More burn for the buck

The economics of energy have been favorable to natural gas, hence its growing share of the energy mix for power generation. But it’s more than that.

One of the major impacts of the shale revolution was that crude oil and natural gas production no longer moved in lockstep, so neither did oil and gas prices (read "A Sense of Security"). When unconventional production methods allowed energy companies to drill specifically for natural gas in shale fields, production of gas was no longer restricted to associated gas (the gas that comes with oil production).

Prior to 2005-2006, the price ratio of gas and oil was 1:7. In other words, if the benchmark measurement of gas, 1 million British thermal units (MMBtu), cost $1, then the benchmark measurement of oil, a 42-gallon barrel, would cost $7. This was largely consistent with the calorific value of gas and oila barrel of oil corresponds to about 6 MMBtu.

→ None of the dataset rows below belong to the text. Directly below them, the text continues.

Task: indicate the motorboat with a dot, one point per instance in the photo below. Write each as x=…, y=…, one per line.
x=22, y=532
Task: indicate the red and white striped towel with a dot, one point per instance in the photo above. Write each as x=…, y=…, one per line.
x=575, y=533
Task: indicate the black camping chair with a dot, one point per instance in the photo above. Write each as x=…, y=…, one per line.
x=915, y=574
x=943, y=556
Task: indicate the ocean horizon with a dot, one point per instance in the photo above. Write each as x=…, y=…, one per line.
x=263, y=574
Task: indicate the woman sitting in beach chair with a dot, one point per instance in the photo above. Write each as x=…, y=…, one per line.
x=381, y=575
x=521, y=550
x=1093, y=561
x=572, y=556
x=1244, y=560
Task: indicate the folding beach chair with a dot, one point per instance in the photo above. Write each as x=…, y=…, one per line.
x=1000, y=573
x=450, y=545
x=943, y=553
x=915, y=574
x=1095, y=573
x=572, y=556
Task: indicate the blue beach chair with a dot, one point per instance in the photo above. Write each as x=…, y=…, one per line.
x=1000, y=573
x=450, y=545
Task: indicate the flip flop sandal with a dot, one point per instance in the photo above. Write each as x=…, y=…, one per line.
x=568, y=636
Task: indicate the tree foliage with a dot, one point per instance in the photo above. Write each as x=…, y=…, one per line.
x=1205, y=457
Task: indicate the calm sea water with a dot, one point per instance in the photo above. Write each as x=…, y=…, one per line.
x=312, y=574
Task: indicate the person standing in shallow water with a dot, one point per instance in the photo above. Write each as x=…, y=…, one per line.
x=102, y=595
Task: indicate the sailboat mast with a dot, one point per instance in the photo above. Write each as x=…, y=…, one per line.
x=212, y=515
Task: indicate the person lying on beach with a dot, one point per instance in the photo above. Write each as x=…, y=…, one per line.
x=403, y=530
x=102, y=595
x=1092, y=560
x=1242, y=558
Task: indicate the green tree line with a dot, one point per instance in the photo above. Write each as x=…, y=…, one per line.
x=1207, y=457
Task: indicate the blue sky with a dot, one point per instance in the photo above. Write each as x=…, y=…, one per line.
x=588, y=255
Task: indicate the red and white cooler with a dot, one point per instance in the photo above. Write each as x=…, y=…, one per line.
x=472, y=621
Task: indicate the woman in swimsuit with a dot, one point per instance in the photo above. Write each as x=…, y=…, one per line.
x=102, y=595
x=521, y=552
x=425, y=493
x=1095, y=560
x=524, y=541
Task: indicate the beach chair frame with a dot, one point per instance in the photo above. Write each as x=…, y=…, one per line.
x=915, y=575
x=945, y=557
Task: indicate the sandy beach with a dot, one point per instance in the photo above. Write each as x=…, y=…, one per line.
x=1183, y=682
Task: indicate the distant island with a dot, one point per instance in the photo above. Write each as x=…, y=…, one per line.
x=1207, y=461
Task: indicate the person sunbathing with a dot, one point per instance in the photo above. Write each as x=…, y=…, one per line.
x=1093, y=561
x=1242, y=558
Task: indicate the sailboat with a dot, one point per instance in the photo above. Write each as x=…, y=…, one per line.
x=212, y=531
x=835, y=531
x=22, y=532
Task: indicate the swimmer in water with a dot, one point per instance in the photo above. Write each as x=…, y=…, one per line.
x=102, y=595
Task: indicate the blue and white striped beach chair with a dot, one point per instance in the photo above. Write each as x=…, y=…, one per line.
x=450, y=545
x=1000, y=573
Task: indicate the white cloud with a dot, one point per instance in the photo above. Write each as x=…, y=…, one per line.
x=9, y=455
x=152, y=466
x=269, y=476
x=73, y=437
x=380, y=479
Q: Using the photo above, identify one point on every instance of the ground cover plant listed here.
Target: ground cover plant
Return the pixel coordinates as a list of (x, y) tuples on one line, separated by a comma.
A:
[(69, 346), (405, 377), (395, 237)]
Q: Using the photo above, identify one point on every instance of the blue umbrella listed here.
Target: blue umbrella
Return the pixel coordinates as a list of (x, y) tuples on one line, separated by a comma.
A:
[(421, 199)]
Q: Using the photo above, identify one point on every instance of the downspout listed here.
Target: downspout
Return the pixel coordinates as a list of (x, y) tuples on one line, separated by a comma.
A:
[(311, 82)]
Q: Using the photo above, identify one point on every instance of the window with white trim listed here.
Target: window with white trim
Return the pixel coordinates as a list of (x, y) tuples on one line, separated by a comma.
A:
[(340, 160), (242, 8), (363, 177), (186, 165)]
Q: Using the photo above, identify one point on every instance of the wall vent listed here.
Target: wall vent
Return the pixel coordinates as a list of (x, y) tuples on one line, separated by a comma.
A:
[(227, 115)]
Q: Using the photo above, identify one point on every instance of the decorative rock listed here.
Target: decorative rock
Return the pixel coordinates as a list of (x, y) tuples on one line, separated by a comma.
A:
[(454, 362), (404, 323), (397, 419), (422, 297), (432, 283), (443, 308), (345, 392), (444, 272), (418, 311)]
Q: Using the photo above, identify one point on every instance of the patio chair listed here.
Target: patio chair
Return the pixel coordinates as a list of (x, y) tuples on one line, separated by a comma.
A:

To grasp how much has changed, consider that the price of a barrel of crude oil at the start of the fourth quarter of 2021 was about $78. By the pre-shale revolution 1:7 ratio, the price of natural gas should have been $11.14/MMBtu.

Not even close.

At $5.84/MMBtu, the price of gas was about half of that, even as it was experiencing an unusual uptick on the market. The ratio was above 1:13, very much to the advantage of consumers.

And it’s not just the market price.

“You get much higher calorific value than you get out of crude oil,” Krishnamoorti said.

When it comes to the essential requirements of on-demand electricity, natural gas offers advantages in conductivity and storage as well—and not just compared to crude oil but compared to any fuel in the mix today.

“Cent for cent,” he said, “natural gas provides both more storage and kilowatts than crude oil, coal or any of the renewables.”

The upshot

  • Natural gas has assumed an ever-greater role in the U.S. energy system and in electric power generation in particular.

  • The reasons are abundance and affordability.

  • Natural gas provides energy more cheaply than any other major U.S. fuel source.